First, I awaken to the news that David Brion Davis, the great historian of slavery, has died. He became an important voice in twentieth-century scholarship in situating U.S. racial slavery in the global history of slavery and then conceptualizing the challenge that its existence presented to a society that claimed to be based on equality. If you've read a book about slavery written in the past thirty years, it was influenced by him. One of my first college classes in history was with one of his former students, Steven Mintz.
Then came the news that Notre Dame, which has suffered centuries of warfare, revolutions, Nazis, and city planning, has fallen to that bane of history: fire. This is relevant only in that I passed it every single day at the Douglass conference in Paris last October (where I let my gremlins be my muses) and that its loss seems emblematic of so many other losses to world culture, to history, to our ability to write history, and to its value.
Although he did not have a copy of The Hunchback of Notre Dame in his library, preferring instead Les Miserables for his Hugo, Douglass did actually see Notre Dame himself when he travelled to France in 1886-87. You can read a bit more about his journeys in Paris at the Frederick Douglass in the City of Lights: Walking Tour or in part one of his 1887 speech "My Foreign Travels." (That section of his and Helen's travel diaries are blank. They were neither in the habit of keeping journals.) He merely said, "...after exploring the aisle and crypts of Notre Dame and more old churches than I have time to mention and which speak to us of the dead past, I turn to the living present..." and described the French courts and government, all part of performing the American tourist comparing the decrepit Old World institutions to the vigorous New World's while also critiquing the hypocrisy of that vigorous New.
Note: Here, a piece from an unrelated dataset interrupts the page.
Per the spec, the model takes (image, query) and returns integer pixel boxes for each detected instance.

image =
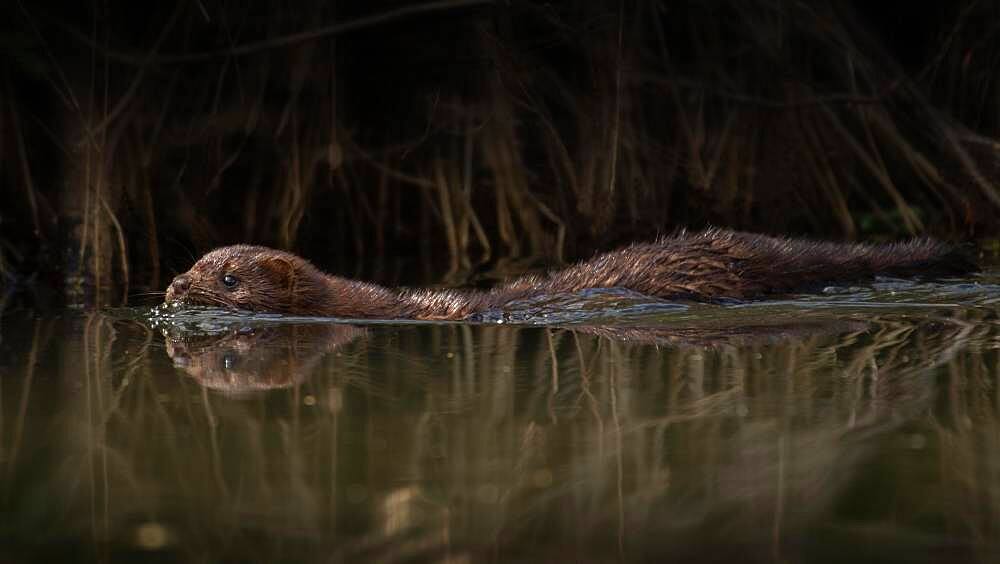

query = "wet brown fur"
[166,229,976,320]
Later, he described a boat trip -- similar to one that I took in 2012 -- that took passengers "down by solemn old Notre Dame, with her grim old walls and lofty towers, down by the Ille Saint Louis, the home of poet Theodore Tilton" whom he visited while in Paris.
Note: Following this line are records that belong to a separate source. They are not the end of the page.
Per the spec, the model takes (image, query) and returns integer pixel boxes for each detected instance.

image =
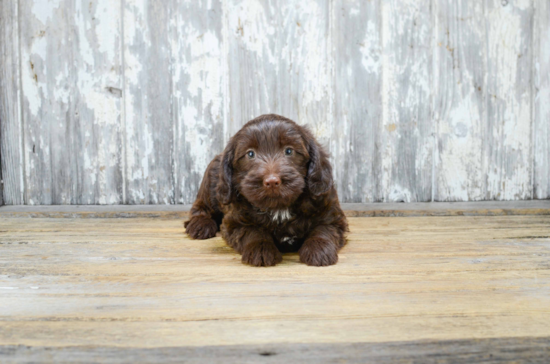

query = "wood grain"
[123,0,175,204]
[0,0,550,205]
[225,0,332,147]
[0,216,550,348]
[380,0,434,202]
[0,200,550,219]
[434,0,491,201]
[20,0,122,205]
[0,337,550,364]
[331,1,384,202]
[532,0,550,199]
[171,1,228,203]
[485,0,533,200]
[0,1,25,205]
The Baedeker guide that he and Helen brought with them described the Notre Dame that he saw. The cathedral that he saw had only been restored in 1845 after being left to decay during the Revolution. Although used as a military encampment by the communards a decade an a half before his visit, the fire they set on their retreat had caused minimal damage. All of this according to the guide, of course. Still, the Douglasses, too, could have gone up the two front towers for the view of the city while petting the grotesques that protected the cathedral. They, too, would have seen the statue of Charlemagne in the Place. Then, behind, they could have visited the Morgue, where the unidentified body of Ottilie Assing had been discovered on display after her suicide three years earlier. The memorial to the Jewish deportees during the Occupation now sits on that spot.
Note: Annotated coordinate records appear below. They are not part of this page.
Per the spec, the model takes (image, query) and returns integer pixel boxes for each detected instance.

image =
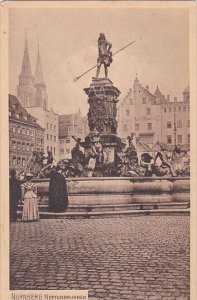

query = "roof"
[9,94,44,130]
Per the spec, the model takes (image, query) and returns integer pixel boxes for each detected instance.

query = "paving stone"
[10,215,190,300]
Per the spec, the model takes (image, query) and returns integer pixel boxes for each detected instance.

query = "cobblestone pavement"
[10,216,189,300]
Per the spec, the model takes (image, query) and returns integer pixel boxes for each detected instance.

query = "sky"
[9,6,189,115]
Finally, good news: David Blight's biography of Douglass, Prophet of Freedom, racked up another award and won the Pulitzer Prize. This could not happen to a more generous and deserving scholar. The committee consisted of some fine historians whose own research and prose make me turn into Wayne and Garth: Annette Gordon-Reed, Tiya Miles, and Marcus Rediker. (Marcus Rediker, incidentally, trained my husband in the trade.) That's two African American women and a Marxist, for those keeping score, one who has written about a Founding Father, one who has written about borderlands, and one who has written about the sea. Oddly enough, I think Douglass fits into all of those categories in one way or another. Their good opinion and judgement is well worth having. I'm very happy for David (and Douglass) and hope he is happy for himself!
So, we shall save the videos of last week's talks for another time.